Author ORCID Identifier

https://orcid.org/0000-0002-4271-0671

Date of Award

5-6-2019

Degree Type

Dissertation

Degree Name

Doctor of Philosophy (PhD)

Department

Physics and Astronomy

First Advisor

Misty C. Bentz

Second Advisor

D. Michael Crenshaw

Third Advisor

Mukesh Dhamala

Fourth Advisor

Monica Valluri

Abstract

The mass of a supermassive black hole (MBH) is a fundamental property that can be obtained through observational methods. Constraining MBH through multiple methods for an individual galaxy is important for verifying the accuracy of different techniques, and for investigating the assumptions inherent in each method. However, there exist only a few galaxies where multiple MBH determination techniques can be applied. NGC 4151 is one of these rare galaxies for which multiple methods can be used, stellar and gas dynamical modeling because of its proximity and reverberation mapping because of its active accretion.
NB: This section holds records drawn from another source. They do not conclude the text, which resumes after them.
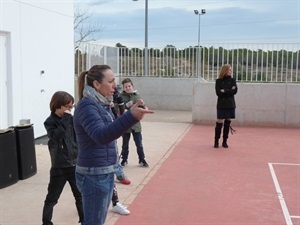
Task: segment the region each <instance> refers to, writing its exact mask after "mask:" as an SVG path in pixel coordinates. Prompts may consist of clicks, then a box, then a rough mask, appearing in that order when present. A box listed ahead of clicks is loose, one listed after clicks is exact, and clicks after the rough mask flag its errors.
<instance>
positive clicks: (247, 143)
mask: <svg viewBox="0 0 300 225" xmlns="http://www.w3.org/2000/svg"><path fill="white" fill-rule="evenodd" d="M191 117H192V116H191V112H171V111H156V113H155V114H154V115H149V116H147V117H146V118H145V120H144V121H143V123H142V124H143V142H144V146H145V153H146V159H147V161H148V162H149V164H150V167H149V168H142V167H140V166H138V164H137V162H138V159H137V154H136V151H135V147H134V143H133V142H131V146H130V155H129V164H128V165H127V166H126V167H124V169H125V172H126V174H127V176H128V177H129V178H130V179H131V180H132V184H131V185H122V184H119V183H118V185H117V187H118V192H119V198H120V201H121V202H122V203H123V204H124V205H127V206H128V208H129V209H130V211H131V215H129V216H120V215H117V214H114V213H112V212H110V213H109V215H108V218H107V222H106V225H128V224H130V225H141V224H142V225H146V224H147V225H169V224H170V225H171V224H172V225H185V224H194V225H224V224H228V225H229V224H230V225H241V224H243V225H245V224H246V225H254V224H255V225H258V224H264V225H275V224H276V225H279V224H280V225H284V224H288V225H292V224H294V225H295V224H296V225H297V224H298V225H299V224H300V217H299V216H300V207H299V202H300V195H299V190H300V183H299V180H300V177H299V169H300V166H299V165H300V130H299V129H280V128H247V127H238V128H237V133H236V134H235V135H234V136H231V137H230V141H229V145H230V148H229V149H228V150H224V149H223V148H220V149H214V148H213V147H212V143H213V132H214V127H213V126H193V125H192V124H191V120H192V118H191ZM118 145H119V146H120V141H119V142H118ZM36 155H37V163H38V172H37V174H36V175H34V176H32V177H31V178H28V179H25V180H22V181H19V182H18V183H16V184H14V185H12V186H9V187H7V188H4V189H0V224H1V225H12V224H14V225H25V224H26V225H35V224H39V225H40V224H41V212H42V207H43V201H44V198H45V195H46V191H47V184H48V179H49V175H48V173H49V172H48V171H49V167H50V162H49V153H48V149H47V146H46V145H36ZM278 187H279V189H278ZM283 196H284V198H283ZM279 197H281V199H280V198H279ZM77 219H78V218H77V214H76V210H75V205H74V199H73V197H72V194H71V191H70V188H69V186H66V187H65V190H64V192H63V194H62V196H61V198H60V201H59V203H58V204H57V206H56V207H55V211H54V218H53V222H54V223H55V225H74V224H77ZM290 221H291V222H292V223H289V222H290Z"/></svg>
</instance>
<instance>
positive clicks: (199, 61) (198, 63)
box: [194, 9, 206, 80]
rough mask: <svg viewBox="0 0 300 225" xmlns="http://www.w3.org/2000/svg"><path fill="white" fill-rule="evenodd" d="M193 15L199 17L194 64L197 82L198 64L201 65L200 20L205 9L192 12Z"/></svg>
mask: <svg viewBox="0 0 300 225" xmlns="http://www.w3.org/2000/svg"><path fill="white" fill-rule="evenodd" d="M194 13H195V15H197V16H199V26H198V54H197V62H196V74H197V78H198V80H199V78H200V76H199V70H200V69H201V68H200V64H201V46H200V24H201V23H200V22H201V20H200V18H201V15H204V14H205V13H206V10H205V9H201V12H200V13H199V11H198V10H194Z"/></svg>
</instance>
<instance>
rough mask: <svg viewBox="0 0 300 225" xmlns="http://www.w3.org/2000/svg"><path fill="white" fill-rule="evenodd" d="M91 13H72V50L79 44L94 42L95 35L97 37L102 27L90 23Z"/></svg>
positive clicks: (76, 10)
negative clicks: (73, 42) (73, 20)
mask: <svg viewBox="0 0 300 225" xmlns="http://www.w3.org/2000/svg"><path fill="white" fill-rule="evenodd" d="M92 16H93V13H92V12H90V11H89V10H86V11H80V10H79V9H77V10H76V11H75V13H74V48H75V50H76V49H77V48H78V47H79V46H80V44H82V43H85V42H89V41H95V40H96V38H95V37H96V35H97V36H99V34H100V32H101V30H102V26H101V25H100V24H96V23H94V22H91V20H92Z"/></svg>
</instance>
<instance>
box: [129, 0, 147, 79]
mask: <svg viewBox="0 0 300 225" xmlns="http://www.w3.org/2000/svg"><path fill="white" fill-rule="evenodd" d="M132 1H138V0H132ZM148 62H149V59H148V0H145V60H144V76H145V77H148Z"/></svg>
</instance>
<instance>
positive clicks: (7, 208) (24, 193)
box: [0, 111, 192, 225]
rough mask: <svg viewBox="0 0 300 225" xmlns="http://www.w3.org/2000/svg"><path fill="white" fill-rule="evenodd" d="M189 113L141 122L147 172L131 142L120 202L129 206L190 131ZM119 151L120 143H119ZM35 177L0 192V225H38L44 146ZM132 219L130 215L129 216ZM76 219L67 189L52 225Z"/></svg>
mask: <svg viewBox="0 0 300 225" xmlns="http://www.w3.org/2000/svg"><path fill="white" fill-rule="evenodd" d="M191 121H192V113H191V112H190V111H175V112H174V111H155V114H153V115H147V116H146V117H145V118H144V120H143V122H142V127H143V131H142V135H143V144H144V148H145V154H146V160H147V162H148V163H149V165H150V167H149V168H143V167H140V166H139V165H138V157H137V154H136V150H135V146H134V141H133V140H132V141H131V142H130V154H129V159H128V165H127V166H126V167H124V170H125V173H126V175H127V176H128V178H129V179H130V180H131V181H132V183H131V184H130V185H123V184H120V183H117V188H118V194H119V199H120V202H121V203H122V204H124V205H126V206H128V205H130V204H131V203H132V202H133V200H134V199H135V197H136V196H137V195H138V194H139V192H140V191H141V190H142V189H143V188H144V186H145V185H146V184H147V182H148V181H149V180H150V179H151V177H152V176H153V175H154V174H155V173H156V171H157V170H158V169H159V168H160V166H161V164H162V163H163V161H164V160H165V159H166V158H167V157H168V156H169V155H170V153H171V152H172V150H173V148H174V146H176V144H177V143H178V142H179V141H180V140H181V138H182V137H183V136H184V134H185V133H186V132H187V131H188V130H189V128H190V127H191ZM118 146H119V149H120V147H121V140H120V139H119V140H118ZM36 157H37V173H36V174H35V175H34V176H32V177H30V178H27V179H25V180H20V181H18V182H17V183H16V184H13V185H11V186H9V187H6V188H3V189H0V225H40V224H41V214H42V208H43V202H44V199H45V196H46V193H47V185H48V180H49V169H50V156H49V152H48V147H47V145H45V144H39V145H36ZM129 216H131V215H129ZM119 217H120V215H118V214H115V213H112V212H111V211H110V212H109V214H108V217H107V220H106V225H113V224H115V222H116V220H117V219H118V218H119ZM77 221H78V216H77V212H76V208H75V204H74V198H73V196H72V192H71V189H70V187H69V185H66V186H65V189H64V191H63V193H62V195H61V197H60V199H59V202H58V204H57V205H56V206H55V208H54V215H53V222H54V224H55V225H74V224H77Z"/></svg>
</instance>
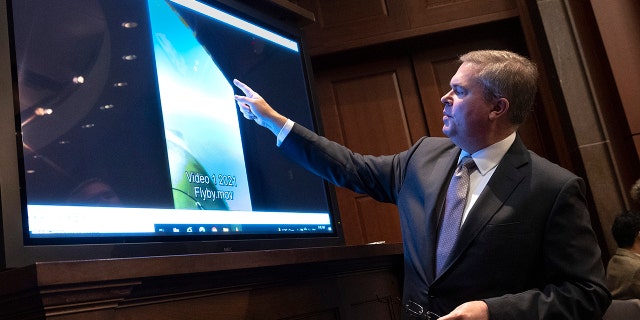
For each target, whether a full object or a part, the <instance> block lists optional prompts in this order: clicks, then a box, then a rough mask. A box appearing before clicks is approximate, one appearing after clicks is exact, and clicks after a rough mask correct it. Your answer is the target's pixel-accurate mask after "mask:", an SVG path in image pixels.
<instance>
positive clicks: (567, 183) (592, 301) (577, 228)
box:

In this work, we reduced the integral field unit spectroscopy of the nucleus of NGC 4151 from Onken et al., observed in the H band with Gemini North NIFS, improving the process itself as well as the analysis of the spatially-resolved spectra. We also improved on the methods for constraining the line of sight velocity distribution as a function of position within the nucleus. Stellar dynamical modeling was then performed over a range of choices of MBH and mass-to-light ratio, as well as the de-projected luminosity density for various inclinations. The best reproduction of the observed kinematics and luminosity density was found with MBH = 2.44 +/- 0.16 x 10^7 MSun and mass-to-light ratio = 0.318 +/- 0.003 MSun/LSun and an inclination of 45 degrees. This measurement falls within the range of values in the literature; it is below the reverberation mapping mass of Bentz et al. (3.59 +0.45 -0.37 x 10^7 MSun) and above the reverberation mapping mass of De Rosa et al. (1.97 +/- 0.04 x 10^7 MSun), and within the uncertainties on both the gas dynamical modeling mass of Hicks & Malkan (3.0 +0.8 -2.2 x 10^7 MSun) and the stellar dynamical modeling mass of Onken et al. (3.60 +/- 1.10 x 10^7 MSun). This work also represents a preparatory step in the application of a new bar-optimized stellar dynamical modeling code.